In This Article:
The size of DSV A/S (CPSE:DSV), a Ø90.54B large-cap, often attracts investors seeking a reliable investment in the stock market. Risk-averse investors who are attracted to diversified streams of revenue and strong capital returns tend to seek out these large companies. However, its financial health remains the key to continued success. I will provide an overview of DSV’s financial liquidity and leverage to give you an idea of DSV’s position to take advantage of potential acquisitions or comfortably endure future downturns. Note that this commentary is very high-level and solely focused on financial health, so I suggest you dig deeper yourself into DSV here. Check out our latest analysis for DSV
How much cash does DSV generate through its operations?
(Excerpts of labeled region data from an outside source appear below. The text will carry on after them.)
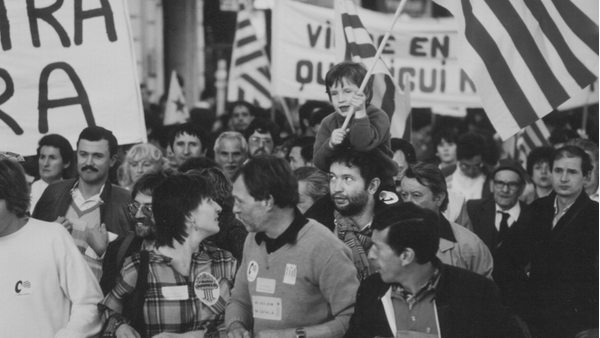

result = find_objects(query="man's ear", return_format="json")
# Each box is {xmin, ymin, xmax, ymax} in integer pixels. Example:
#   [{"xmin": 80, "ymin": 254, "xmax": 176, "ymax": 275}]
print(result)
[
  {"xmin": 367, "ymin": 177, "xmax": 381, "ymax": 195},
  {"xmin": 400, "ymin": 248, "xmax": 415, "ymax": 266}
]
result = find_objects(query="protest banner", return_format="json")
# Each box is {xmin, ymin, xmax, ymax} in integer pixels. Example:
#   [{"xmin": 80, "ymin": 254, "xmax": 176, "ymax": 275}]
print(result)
[
  {"xmin": 0, "ymin": 0, "xmax": 146, "ymax": 155},
  {"xmin": 271, "ymin": 0, "xmax": 598, "ymax": 109}
]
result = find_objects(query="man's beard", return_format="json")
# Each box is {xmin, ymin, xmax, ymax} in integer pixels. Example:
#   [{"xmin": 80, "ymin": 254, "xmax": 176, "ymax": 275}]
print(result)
[{"xmin": 331, "ymin": 191, "xmax": 369, "ymax": 217}]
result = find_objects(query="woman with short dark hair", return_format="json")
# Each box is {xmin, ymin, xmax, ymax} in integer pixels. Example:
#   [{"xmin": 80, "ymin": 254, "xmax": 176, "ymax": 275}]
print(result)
[{"xmin": 100, "ymin": 174, "xmax": 237, "ymax": 337}]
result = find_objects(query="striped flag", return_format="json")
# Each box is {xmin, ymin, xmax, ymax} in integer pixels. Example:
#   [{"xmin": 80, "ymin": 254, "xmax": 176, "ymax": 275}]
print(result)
[
  {"xmin": 435, "ymin": 0, "xmax": 598, "ymax": 140},
  {"xmin": 227, "ymin": 8, "xmax": 273, "ymax": 108},
  {"xmin": 335, "ymin": 0, "xmax": 411, "ymax": 141},
  {"xmin": 514, "ymin": 119, "xmax": 550, "ymax": 168},
  {"xmin": 163, "ymin": 71, "xmax": 190, "ymax": 126}
]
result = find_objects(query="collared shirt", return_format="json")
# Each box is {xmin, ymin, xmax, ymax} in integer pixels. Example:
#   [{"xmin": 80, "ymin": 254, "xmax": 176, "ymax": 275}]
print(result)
[
  {"xmin": 254, "ymin": 208, "xmax": 308, "ymax": 253},
  {"xmin": 552, "ymin": 192, "xmax": 585, "ymax": 229},
  {"xmin": 99, "ymin": 243, "xmax": 237, "ymax": 337},
  {"xmin": 71, "ymin": 180, "xmax": 105, "ymax": 211},
  {"xmin": 495, "ymin": 201, "xmax": 521, "ymax": 231},
  {"xmin": 391, "ymin": 268, "xmax": 440, "ymax": 334}
]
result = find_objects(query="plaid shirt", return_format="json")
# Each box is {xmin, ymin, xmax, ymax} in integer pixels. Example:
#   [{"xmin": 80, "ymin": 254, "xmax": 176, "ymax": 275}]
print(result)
[{"xmin": 98, "ymin": 243, "xmax": 237, "ymax": 337}]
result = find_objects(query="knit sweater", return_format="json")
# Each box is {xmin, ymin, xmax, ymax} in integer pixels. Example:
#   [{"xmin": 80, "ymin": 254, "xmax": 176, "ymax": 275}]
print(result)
[
  {"xmin": 0, "ymin": 218, "xmax": 102, "ymax": 338},
  {"xmin": 225, "ymin": 220, "xmax": 358, "ymax": 338}
]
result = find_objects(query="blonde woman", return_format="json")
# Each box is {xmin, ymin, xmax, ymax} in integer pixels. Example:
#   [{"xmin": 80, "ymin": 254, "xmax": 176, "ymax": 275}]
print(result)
[{"xmin": 117, "ymin": 143, "xmax": 168, "ymax": 190}]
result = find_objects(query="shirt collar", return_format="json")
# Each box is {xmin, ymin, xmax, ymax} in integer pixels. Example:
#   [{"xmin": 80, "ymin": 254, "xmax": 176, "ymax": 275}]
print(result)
[
  {"xmin": 254, "ymin": 208, "xmax": 308, "ymax": 253},
  {"xmin": 496, "ymin": 201, "xmax": 521, "ymax": 221}
]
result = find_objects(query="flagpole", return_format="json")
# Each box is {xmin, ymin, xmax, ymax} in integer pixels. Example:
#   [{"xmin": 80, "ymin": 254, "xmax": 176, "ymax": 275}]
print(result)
[{"xmin": 342, "ymin": 0, "xmax": 408, "ymax": 130}]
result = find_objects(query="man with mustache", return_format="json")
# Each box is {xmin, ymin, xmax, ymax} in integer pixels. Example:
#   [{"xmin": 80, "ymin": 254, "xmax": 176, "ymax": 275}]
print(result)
[
  {"xmin": 100, "ymin": 169, "xmax": 174, "ymax": 295},
  {"xmin": 33, "ymin": 127, "xmax": 132, "ymax": 279}
]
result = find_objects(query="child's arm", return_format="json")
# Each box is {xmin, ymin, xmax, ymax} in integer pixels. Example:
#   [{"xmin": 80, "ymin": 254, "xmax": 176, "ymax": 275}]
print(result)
[{"xmin": 348, "ymin": 106, "xmax": 390, "ymax": 151}]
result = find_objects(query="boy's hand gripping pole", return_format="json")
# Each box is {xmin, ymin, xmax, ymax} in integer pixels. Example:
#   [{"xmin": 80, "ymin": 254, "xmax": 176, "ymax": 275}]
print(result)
[{"xmin": 342, "ymin": 0, "xmax": 408, "ymax": 130}]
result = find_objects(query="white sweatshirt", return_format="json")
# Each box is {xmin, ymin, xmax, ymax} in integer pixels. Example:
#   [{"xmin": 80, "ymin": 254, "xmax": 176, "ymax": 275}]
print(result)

Over the past year, DSV has reduced its debt from Ø10.06B to Ø6.96B , which is made up of current and long term debt. With this reduction in debt, DSV currently has Ø1.35B remaining in cash and short-term investments , ready to deploy into the business. Moreover, DSV has generated Ø4.66B in operating cash flow in the last twelve months, resulting in an operating cash to total debt ratio of 67.04%, meaning that DSV’s current level of operating cash is high enough to cover debt. This ratio can also be interpreted as a measure of efficiency as an alternative to return on assets. In DSV’s case, it is able to generate 0.67x cash from its debt capital.
Can DSV meet its short-term obligations with the cash in hand?
With current liabilities at Ø15.18B, the company has been able to meet these obligations given the level of current assets of Ø18.16B, with a current ratio of 1.2x. Generally, for Transportation companies, this is a reasonable ratio since there is a bit of a cash buffer without leaving too much capital in a low-return environment.
Can DSV service its debt comfortably?
DSV is a relatively highly levered company with a debt-to-equity of 53.45%. This isn’t uncommon for large companies because interest payments on debt are tax deductible, meaning debt can be a cheaper source of capital than equity. Accordingly, large companies often have an advantage over small-caps through lower cost of capital due to cheaper financing. We can put the sustainability of DSV’s debt levels to the test by looking at how well interest payments are covered by earnings. As a rule of thumb, a company should have earnings before interest and tax (EBIT) of at least three times the size of net interest. In DSV’s case, the ratio of 20.14x suggests that interest is amply covered. Large-cap investments like DSV are often believed to be a safe investment due to their ability to pump out ample earnings multiple times its interest payments.